The central premise of the Republicans’ American Health Care Act (AHCA) plan is to force Americans to pay more for their health care or, as Republicans would say, have “more skin in the game.” Put another way, the AHCA drastically increases the cost of health care for all Americans. By providing subsidies that are too small and exclude income adjustment, poor people will, at best, be able to buy plans with extraordinarily high deductibles and low actuarial values (e.g, $20,000 deductibles). It will be even worse for Medicaid beneficiaries, since the shift to per capita caps will force states to cut coverage as well as enrollment. As a result, this bill will leave millions of the most vulnerable people unable to afford premiums; if they do manage to gain “access” to insurance, cost sharing will be so onerous that they will not actually be able to receive care.
But it gets worse. Section 101 of the AHCA demolishes public health funding. Specifically, it strips $20 billion from the Prevention and Public Health Fund, which is a huge part of our public health investments. Public health is critical. These investments are designed to reduce disease burden and demand for health care in the future. Yet, collectively, they represent only 3 percent of U.S. health-care spending. This bill, therefore, represents the worst possible combination of cuts. Since Republicans are proposing to eliminate health insurance coverage for millions, and make care more expensive for all, allowing Americans to get sicker faster is a very bad strategy.
The Prevention and Public Health Fund is making a big difference. It is the money behind Alzheimer’s disease services for seniors, the Million Hearts program to prevent cardiovascular disease, stroke prevention, and notably, $325 million for childhood vaccinations. It is jaw dropping that Republicans would raid these funds considering their very high near-term and long-term return on investment.
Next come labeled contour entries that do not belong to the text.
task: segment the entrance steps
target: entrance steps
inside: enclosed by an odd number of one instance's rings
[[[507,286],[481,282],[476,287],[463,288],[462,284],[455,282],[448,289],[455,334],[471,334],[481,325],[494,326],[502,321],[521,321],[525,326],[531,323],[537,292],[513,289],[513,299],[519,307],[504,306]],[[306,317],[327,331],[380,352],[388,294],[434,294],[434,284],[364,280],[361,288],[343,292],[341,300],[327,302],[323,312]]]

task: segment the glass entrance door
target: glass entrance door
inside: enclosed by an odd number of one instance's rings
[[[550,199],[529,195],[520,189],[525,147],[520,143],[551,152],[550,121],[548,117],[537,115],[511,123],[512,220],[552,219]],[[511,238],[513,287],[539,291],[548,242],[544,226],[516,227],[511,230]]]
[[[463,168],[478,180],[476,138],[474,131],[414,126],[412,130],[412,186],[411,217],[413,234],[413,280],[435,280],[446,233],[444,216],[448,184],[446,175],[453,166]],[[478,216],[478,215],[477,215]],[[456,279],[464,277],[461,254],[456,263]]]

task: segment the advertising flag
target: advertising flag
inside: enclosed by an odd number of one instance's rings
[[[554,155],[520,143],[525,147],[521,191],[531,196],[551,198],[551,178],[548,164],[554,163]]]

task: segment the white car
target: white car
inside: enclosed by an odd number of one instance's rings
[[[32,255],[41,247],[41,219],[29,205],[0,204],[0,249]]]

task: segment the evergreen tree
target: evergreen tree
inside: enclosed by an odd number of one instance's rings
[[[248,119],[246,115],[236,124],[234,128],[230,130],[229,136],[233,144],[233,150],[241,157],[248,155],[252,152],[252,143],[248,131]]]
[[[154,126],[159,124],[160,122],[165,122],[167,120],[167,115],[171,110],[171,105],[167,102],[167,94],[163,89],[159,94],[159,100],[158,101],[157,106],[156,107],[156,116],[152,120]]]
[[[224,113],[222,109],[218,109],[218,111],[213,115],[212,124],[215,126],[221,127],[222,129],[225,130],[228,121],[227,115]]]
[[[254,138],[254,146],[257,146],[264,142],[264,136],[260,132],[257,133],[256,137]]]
It is also very likely that Health and Human Services will strip out the preventive care requirements of the Affordable Care Act that enable all Americans to get free access to cancer screenings, chronic diseases screenings, and vaccinations. While these investments add only a few dollars to insurance premiums, they go a long way toward lowering future costs through prevention and early identification of diseases, when they are at their most treatable—and when they are most affordable to treat.
Finally, we know that people without insurance are at least 25 percent more likely to die prematurely. If the AHCA translates into pre-ACA levels of such deaths, this would mean adding at least 20,000 avoidable deaths a year. If the AHCA is enacted, America will once again duke it out with developing countries for access to health insurance, watch our mortality rate increase, and fall further behind on chronic disease care by stripping out the public health investments that we need to bend the cost curve downward and reduce disease burden. This will be particularly poignant for poor people and older people who will face the highest cost-sharing increases and who are in the greatest need of well-functioning public health investments.